Book Reviews

Book Review: Laura Ingalls Wilder Country – Bringing The “Little House” Books To Life

I know one thing that is always hard for me at times is imaging a place that I haven’t seen. I can imagine wooded areas because I’ve seen forests. I can imagine seashores because I grew up with a beach nearby. However, when I was growing up and reading the Little House books, I had no real concept of what a prairie was. I could read the descriptions penned by Laura Ingalls Wilder and not really grasp exactly how land could go on and on almost flat and covered with grass for as far as the eye can see. Being able to see a storm brewing sixty miles away was unheard of in my eyes.

Of course, now that I am older and I’ve been able to travel more on my own, I’ve seen some of the great Midwestern prairies, so when I re-read the Little House books, that setting was somewhat easier for me to imagine. There were other situations Laura talked about in her books that still left a bit of a mystery for me. With that in mind, when I had the opportunity to, I picked up Laura Ingalls Wilder Country by William Anderson with photographs by Leslie A. Kelly.

Laura Ingalls Wilder Country is a soft-cover book about 120 pages long which details Laura’s life in pictures along with words. It’s not an in-depth biography the way Laura: The Life of Laura Ingalls Wilder by Donald Zochert is, but it does touch on things Laura didn’t write about in her books, such as the two years in between the end of On The Banks of Plum Creek and the beginning of By The Shores of Silver Lake.

What I really bought Laura Ingalls Wilder Country for, though, were the pictures. Most of the photographs are of the places Laura describes in her book, only how they looked in the late 1980s. The photographs of the little log cabin in Wisconsin are where the state marked Laura’s birthplace with a wayside in her honor, but gone are the “big woods” Laura wrote about, replaced with rolling farmland.

The photographs from Laura’s own life are here too. They have been restored and are of much better quality than I saw in Laura: The Life of Laura Ingalls Wilder, which I appreciated a lot. The wedding photo of Laura’s parents, Charles and Caroline is something to behold as the only description I had read of Caroline was that she was very plain, and she doesn’t appear that way to me at all in the photograph. Charles looks more like Abraham Lincoln than the illustrations in the Little House books.

The photographs are chronological and follow the books, with the exception of including the places Laura didn’t talk about but were part of her life’s path, such as Burr Oak, Iowa. The original illustrations by Helen Sewell from the first edition of the Little House books are also shown here and there, with the illustrations by Garth Williams which are the better-known illustrations.

Wildflowers of the prairie are photographed in Laura Ingalls Wilder Country, giving an impression of why some of the beauty Laura saw in her everyday life stayed with her well enough into adulthood for her to write about. Even the wild plums along Plum Creek are shown.

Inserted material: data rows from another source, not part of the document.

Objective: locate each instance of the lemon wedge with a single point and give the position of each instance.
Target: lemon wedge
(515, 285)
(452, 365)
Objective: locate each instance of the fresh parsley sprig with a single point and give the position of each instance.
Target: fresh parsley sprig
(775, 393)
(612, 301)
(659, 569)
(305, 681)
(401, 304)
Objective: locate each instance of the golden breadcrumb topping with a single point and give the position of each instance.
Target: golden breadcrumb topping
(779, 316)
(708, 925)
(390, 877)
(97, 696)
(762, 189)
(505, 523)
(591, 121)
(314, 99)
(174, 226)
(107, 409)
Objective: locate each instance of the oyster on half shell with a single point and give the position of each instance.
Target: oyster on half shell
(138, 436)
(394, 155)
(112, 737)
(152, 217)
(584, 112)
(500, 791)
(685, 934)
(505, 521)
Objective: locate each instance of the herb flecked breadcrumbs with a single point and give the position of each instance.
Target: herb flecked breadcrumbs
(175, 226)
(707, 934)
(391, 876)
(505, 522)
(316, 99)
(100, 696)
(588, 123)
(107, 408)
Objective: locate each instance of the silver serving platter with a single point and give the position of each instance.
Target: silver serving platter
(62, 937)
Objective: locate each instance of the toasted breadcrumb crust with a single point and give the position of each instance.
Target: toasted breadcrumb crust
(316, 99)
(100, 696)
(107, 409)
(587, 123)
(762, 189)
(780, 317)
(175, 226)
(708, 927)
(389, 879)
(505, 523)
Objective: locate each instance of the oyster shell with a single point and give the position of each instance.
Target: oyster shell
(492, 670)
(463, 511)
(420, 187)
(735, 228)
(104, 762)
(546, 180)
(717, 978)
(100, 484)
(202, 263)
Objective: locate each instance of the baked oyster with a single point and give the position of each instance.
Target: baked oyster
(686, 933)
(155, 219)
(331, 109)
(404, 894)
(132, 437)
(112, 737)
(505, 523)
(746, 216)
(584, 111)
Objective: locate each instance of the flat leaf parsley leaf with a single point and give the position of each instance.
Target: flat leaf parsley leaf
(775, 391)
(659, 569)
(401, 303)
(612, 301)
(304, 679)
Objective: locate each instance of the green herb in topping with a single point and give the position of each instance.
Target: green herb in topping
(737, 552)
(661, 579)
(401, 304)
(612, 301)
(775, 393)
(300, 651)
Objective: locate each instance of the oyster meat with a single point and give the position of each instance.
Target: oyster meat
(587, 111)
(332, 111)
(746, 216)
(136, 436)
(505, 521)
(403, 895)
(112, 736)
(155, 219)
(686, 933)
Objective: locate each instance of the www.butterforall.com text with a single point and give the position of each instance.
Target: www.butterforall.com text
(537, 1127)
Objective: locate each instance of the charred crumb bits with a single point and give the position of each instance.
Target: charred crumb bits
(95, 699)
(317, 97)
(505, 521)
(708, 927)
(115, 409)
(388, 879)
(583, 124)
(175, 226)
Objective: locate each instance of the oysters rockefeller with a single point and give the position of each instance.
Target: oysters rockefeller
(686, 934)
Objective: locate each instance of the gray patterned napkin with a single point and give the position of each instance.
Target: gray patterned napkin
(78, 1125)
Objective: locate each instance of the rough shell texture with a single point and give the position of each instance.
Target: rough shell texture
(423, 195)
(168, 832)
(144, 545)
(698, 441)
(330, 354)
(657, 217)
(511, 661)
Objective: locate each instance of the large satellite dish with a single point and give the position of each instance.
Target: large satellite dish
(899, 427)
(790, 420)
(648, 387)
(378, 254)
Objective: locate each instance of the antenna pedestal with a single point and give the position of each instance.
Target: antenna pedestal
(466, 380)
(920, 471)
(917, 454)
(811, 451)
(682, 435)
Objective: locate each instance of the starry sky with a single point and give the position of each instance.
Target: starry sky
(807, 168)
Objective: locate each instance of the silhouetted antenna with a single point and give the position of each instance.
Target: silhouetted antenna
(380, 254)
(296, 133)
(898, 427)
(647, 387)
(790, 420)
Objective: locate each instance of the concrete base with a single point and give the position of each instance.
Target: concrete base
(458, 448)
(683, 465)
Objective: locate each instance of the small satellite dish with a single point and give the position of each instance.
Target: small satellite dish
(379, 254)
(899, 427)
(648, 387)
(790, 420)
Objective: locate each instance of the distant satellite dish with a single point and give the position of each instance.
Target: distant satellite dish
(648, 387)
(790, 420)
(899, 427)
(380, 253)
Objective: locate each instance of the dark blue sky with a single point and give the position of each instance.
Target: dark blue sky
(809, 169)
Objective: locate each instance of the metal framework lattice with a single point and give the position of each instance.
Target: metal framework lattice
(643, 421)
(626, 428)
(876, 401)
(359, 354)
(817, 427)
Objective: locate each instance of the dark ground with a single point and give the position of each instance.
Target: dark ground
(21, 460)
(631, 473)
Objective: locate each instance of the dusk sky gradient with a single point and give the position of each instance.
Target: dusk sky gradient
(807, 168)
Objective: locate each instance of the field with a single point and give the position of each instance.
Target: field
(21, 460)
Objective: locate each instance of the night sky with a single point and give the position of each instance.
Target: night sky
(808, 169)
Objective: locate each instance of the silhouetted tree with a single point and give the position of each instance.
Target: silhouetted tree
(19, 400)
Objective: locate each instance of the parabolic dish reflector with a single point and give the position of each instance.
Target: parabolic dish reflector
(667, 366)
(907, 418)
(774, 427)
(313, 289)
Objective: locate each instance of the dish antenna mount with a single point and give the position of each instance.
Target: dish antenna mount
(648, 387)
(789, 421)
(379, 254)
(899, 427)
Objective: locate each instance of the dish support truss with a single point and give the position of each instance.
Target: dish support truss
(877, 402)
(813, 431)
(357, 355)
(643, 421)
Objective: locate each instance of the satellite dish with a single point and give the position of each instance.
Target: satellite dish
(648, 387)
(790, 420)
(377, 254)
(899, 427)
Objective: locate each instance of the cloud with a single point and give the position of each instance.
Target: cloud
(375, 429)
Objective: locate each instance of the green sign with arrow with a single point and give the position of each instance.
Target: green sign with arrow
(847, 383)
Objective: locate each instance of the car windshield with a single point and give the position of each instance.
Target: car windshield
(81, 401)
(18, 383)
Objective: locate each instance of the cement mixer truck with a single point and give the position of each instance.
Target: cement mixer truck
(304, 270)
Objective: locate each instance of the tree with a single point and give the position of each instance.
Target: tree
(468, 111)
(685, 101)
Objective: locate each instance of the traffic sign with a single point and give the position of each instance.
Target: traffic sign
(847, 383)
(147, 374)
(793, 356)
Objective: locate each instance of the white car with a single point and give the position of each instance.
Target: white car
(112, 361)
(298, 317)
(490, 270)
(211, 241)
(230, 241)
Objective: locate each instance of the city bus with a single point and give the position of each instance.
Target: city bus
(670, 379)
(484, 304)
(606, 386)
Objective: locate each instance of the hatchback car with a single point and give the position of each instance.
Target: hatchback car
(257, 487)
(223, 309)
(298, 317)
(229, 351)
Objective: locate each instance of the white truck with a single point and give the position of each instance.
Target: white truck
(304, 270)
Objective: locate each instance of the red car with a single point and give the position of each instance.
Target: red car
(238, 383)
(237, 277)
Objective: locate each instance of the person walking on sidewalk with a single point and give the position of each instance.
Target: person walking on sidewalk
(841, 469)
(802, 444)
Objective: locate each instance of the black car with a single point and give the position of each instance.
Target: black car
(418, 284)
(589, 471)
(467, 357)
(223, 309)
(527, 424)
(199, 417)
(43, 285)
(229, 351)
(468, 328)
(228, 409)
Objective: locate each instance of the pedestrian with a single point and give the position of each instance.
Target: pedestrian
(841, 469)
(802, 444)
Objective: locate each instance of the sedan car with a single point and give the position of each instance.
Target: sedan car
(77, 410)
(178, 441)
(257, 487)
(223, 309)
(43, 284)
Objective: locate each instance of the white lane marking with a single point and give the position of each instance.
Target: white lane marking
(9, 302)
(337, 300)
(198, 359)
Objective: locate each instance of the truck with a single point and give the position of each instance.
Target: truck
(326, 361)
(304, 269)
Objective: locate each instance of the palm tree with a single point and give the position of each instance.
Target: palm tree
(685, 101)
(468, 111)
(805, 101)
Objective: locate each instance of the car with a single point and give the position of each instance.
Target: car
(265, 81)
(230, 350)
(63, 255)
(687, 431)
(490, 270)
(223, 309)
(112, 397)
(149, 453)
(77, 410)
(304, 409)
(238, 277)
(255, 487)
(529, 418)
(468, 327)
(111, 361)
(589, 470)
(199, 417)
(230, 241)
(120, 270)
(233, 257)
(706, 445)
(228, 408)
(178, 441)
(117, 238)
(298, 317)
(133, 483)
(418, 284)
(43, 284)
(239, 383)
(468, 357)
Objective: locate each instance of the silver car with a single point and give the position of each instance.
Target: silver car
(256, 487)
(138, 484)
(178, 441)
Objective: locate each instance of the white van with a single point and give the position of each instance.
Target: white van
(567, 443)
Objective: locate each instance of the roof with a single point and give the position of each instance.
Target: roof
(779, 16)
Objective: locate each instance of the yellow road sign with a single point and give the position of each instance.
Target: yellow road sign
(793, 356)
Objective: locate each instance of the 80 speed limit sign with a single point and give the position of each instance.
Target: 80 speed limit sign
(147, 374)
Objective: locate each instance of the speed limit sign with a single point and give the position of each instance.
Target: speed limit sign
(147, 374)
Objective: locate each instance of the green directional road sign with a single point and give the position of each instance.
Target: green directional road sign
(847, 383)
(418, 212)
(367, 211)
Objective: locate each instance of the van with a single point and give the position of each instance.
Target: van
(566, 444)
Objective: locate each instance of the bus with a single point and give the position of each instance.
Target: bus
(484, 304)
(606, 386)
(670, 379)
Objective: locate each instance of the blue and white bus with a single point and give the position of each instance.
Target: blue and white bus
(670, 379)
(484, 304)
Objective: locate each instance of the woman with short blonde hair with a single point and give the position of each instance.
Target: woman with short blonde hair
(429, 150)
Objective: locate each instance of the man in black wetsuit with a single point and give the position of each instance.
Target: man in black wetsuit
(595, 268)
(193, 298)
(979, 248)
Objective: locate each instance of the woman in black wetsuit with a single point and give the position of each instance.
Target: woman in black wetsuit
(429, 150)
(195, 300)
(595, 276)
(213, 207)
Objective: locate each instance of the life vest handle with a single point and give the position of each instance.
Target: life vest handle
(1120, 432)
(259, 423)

I liked seeing the photographs of the towns Laura talked about. Town to me has always been narrow streets; maybe two car lanes in each direction if you were lucky, but more often than not a lane of traffic each way and people walking on narrow sidewalks. Laura’s towns, such as Walnut Grove and DeSmet, seem to feature wide streets with the ability to park cars at an angle to the curb on either side and still leave plenty of room for traffic to get by. At first, I thought the modern cars would be a distraction, but I found it made it easier to think about horses with wagons or buggies behind them tied up in the same spots.

Some of the more spectacular pictures are the ones Leslie A. Kelly took around DeSmet after a particularly bad blizzard. Seeing the wind-swept snow on the prairie and the muskrat houses looking like snowdrifts made it easier to imagine what Laura remembered of those times. What helped even more was one archived photograph included of a stranded freight train seemingly buried in the snow as crews worked around it during that winter Laura wrote about.

The descriptions to go along with the photographs are good and really gave a feel for the setting both in the books and in modern times. They augment the short biography Anderson has written about Laura at the beginning of each chapter. These are broken up mostly in the same way Laura’s books were, but there are a few adjustments made for the parts of her life she did not cover. As a biography, it’s not complete, but it does convey the setting for each chapter very well.

I am so glad I came across Laura Ingalls Wilder Country and picked it up. When I read the books again with the photographs in mind, it made it that much easier to imagine what Laura wrote about instead of what became ingrained in my head after the television show. It’s a good book for fans of Laura’s to have, and something that is quite interesting from a historic perspective as well.